Question :
Describe the given function $f(z)$ below in the power series around the center of $z_0$ and determine the radius of convergence.
$$f(z)=\frac{1}{(z-i)(z+3)}\,;\quad z_0=0$$
My attempt:
$$\begin{align} f(z)&=\frac{1}{(z-i)(z+3)}=\frac{\frac{3-i}{10}}{(z-i)}+\frac{\frac{-3+i}{10}}{(z+3)}\\ &=\frac{i\frac{3-i}{10}}{i(z-i)}+\frac{\frac{-3+i}{10}}{3(1+\frac{z}{3})}\\ &=\frac{i\frac{3-i}{10}}{(1+iz)}+\frac{\frac{-3+i}{10}}{3(1+\frac{z}{3})}\\ &=\frac{3-i}{10}\sum_{n=0}^{\infty} \frac{z^n}{i^{n-1}}+\frac{-3+i}{10}\sum_{n=0}^{\infty} \frac{(-1)^nz^n}{3^{n+1}}\\ &=\frac{3-i}{10}\sum_{n=0}^{\infty}\left[\frac{1}{i^{n-1}}-\frac{(-1)^n}{3^{n+1}}\right]z^n \end{align} $$
With Cauchy-Hadamard formula :
$$\begin{align} \rho&=\lim_{n \to \infty} \frac{|a_n|}{|a_{n+1}|}\\ &=\lim_{n \to \infty} \left|\frac{3-i}{10}\left(\frac{1}{i^{n-1}}-\frac{(-1)^n}{3^{n+1}}\right)\right| \left|\frac{10}{3-i}\left(\frac{1}{i^{n}}-\frac{(-1)^{n+1}}{3^{n+2}}\right)^{-1}\right| \\ &=\lim_{n \to \infty} \left|\frac{1}{i^{n-1}}-\frac{(-1)^n}{3^{n+1}}\right| \left|\left(\frac{1}{i^{n}}-\frac{(-1)^{n+1}}{3^{n+2}}\right)^{-1}\right| \\ &=\lim_{n \to \infty} \left|\frac{3^{n+1}-(-1)^ni^{n-1}}{i^{n-1}3^{n+1}}\right| \left|\frac{i^n 3^{n+2}}{3^{n+2}-(-1)^{n+1}i^n}\right| \\ \end{align} $$
This is getting complicated.
Please help. is there an easy way to find the radius of convergence?

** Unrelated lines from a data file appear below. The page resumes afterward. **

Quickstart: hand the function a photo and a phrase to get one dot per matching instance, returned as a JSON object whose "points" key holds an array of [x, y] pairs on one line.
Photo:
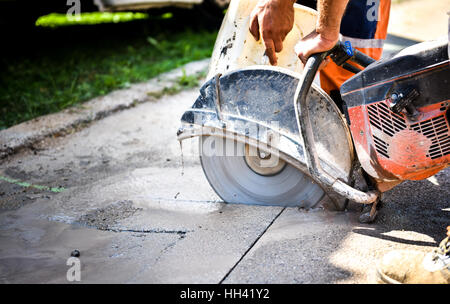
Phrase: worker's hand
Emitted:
{"points": [[274, 20], [315, 43]]}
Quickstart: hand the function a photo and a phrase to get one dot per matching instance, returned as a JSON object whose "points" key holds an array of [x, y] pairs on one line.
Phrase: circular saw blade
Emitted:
{"points": [[235, 182]]}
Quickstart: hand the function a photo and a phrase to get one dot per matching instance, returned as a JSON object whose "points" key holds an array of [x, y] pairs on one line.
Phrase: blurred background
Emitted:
{"points": [[51, 60]]}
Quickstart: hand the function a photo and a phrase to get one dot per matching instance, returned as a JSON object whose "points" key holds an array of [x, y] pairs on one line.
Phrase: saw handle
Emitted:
{"points": [[328, 182], [340, 54]]}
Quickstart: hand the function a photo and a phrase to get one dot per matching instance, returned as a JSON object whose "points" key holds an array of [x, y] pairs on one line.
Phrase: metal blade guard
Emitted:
{"points": [[255, 107]]}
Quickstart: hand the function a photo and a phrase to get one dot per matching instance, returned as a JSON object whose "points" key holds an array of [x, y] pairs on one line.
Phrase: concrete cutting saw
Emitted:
{"points": [[271, 136]]}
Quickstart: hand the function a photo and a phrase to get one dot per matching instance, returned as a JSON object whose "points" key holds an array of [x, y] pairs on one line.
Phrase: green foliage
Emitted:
{"points": [[34, 86], [57, 20]]}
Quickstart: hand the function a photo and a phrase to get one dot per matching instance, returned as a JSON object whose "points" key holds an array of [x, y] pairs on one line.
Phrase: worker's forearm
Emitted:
{"points": [[330, 16]]}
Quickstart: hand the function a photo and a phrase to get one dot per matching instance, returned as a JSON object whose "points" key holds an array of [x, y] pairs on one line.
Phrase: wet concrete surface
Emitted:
{"points": [[138, 216]]}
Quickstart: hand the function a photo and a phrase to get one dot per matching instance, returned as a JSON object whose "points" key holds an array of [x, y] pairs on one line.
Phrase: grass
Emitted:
{"points": [[64, 74], [58, 20]]}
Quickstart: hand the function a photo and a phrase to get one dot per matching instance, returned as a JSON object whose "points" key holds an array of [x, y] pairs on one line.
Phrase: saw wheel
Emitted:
{"points": [[242, 179]]}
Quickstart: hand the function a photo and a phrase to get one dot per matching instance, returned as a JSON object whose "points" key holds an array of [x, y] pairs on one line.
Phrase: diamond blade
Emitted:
{"points": [[236, 182]]}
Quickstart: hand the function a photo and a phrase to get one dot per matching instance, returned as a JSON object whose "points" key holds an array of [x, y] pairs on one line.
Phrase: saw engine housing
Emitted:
{"points": [[399, 115]]}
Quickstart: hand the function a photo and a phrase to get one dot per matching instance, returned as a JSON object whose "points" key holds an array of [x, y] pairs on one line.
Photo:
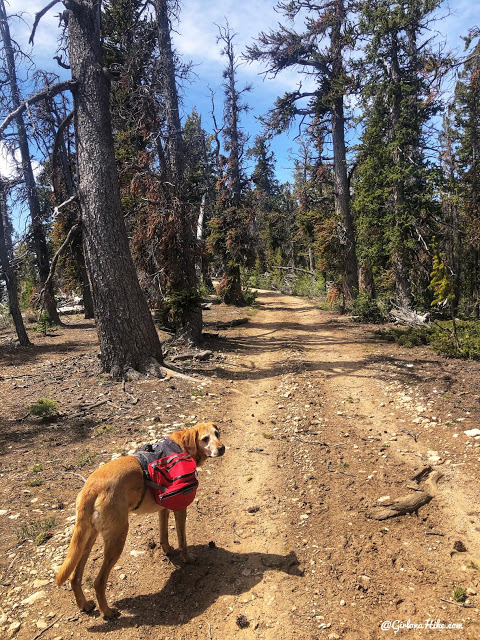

The radius of convergence is the distance from the center of the expansion to the closest singularity.
In this case, the singularities are poles, so the radius is the distance from the center to the closest pole:
$$\min\{|0-i|, |0-(-3)|\}=\min\{1,3\}=1$$